See, I just finished reading An Abundance of Katherines, Green's second published book. My friend gave me a loan of it on Sunday night while in a mutual friend's kitchen, over 80km from my house, which is a whole lot closer than the loaner's house. We stayed for the night, we left the next afternoon, and I started reading the book. It's Wednesday, now. I read the book between adverts on television last night. It was very hardcore stuff.
So, you've read the back catalogue of John Green; how does this compare to everything else by him?
(Dude, that was tame...) I won't lie; this was my least favourite of John Green's books. This may be attributed to how tired I am reading it. However, I will point out that "least favourite" does not mean that I did not love the book. In fact, I could barely put it down. I just found that I enjoyed the stories of Q and Pudge a whole lot more than Colin's story. It wasn't that I didn't like Colin, I just liked the ideas behind the other books better.
Yeah, this kind of comes down to the fact that I found I was too much like Colin, sometimes. Okay, I'm not a prodigy child and I haven't dated nineteen Katherines (it's in the blurb, it's no big spoiler), but the whole word thing got to me. Okay, so he's more or less terrible at coming up with words in the right order; rearranging words is more his speciality. I write, but I can't anagram too well. And I'm quite bad at remembering new words. That's just one of the things. I don't really want to get into the rest.
Very much so. But seeing similarities made it difficult, because I kept thinking of all these weird things in my life. Still, he was an interesting character. His anagramming and his learning and all the languages that are used in the book are all remarkable, and I'm certainly not capable of any of it.
So, what did you actually think of the book?
Brilliant. Simply brilliant. I loved the idea of a guy who only dates Katherines. And there was a road trip. I like road trips. John Green is great at them. There was also a wonderful scene that showed the power of dialogue, that I won't go into too much because you really have to read it. It's not exactly what was said that makes it a great scene, but how John Green writes it. You'll understand when you read the book (by the way, you have to read this book).
Will you keep on reading John Green's books?

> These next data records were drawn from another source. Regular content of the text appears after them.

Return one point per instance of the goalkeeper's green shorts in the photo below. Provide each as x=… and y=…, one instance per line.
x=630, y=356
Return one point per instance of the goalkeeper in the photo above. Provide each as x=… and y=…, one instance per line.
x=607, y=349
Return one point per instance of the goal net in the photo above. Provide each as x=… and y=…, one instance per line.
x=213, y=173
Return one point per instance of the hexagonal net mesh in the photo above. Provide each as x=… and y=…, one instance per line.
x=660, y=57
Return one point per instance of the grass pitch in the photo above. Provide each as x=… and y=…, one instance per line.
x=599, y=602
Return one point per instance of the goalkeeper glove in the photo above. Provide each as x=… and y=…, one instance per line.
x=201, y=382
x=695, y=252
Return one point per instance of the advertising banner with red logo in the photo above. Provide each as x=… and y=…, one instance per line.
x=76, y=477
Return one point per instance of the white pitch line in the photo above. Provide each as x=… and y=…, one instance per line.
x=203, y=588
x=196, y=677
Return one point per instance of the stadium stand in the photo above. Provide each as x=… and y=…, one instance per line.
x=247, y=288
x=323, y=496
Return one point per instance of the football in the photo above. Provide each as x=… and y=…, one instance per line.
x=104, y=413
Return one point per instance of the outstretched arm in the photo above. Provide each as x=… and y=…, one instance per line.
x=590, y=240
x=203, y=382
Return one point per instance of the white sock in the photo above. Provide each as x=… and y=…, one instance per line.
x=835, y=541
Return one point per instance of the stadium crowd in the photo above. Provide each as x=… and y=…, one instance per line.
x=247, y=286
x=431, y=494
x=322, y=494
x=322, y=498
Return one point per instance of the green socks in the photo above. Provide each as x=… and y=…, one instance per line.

Pope says yes. (Sorry, God College joke).* I have one more to read before his next book comes out at some stage in the future; it has a female protagonist, but that's all I know about it. Until then, I'm left to read Will Grayson, Will Grayson and that'll be it for John Green. Then I'll have a sad. But anyway, that's a bit of a way to go. I have college in five days, so I may not have time for personal reading. But yes, I will continue reading John Green's books; just not immediately.
*Incidentally, John Green also studied Religion and English at college! I jumped around excitedly when I found that out. It was a fun coincidence, not a matter of choice; I hadn't even been watching John Green's videos on YouTube for very long (if at all) when I chose what course I was going to do in college. Also, Pope says yes is a twist on a joke, Pope says no, which Ferris Bueller came up with.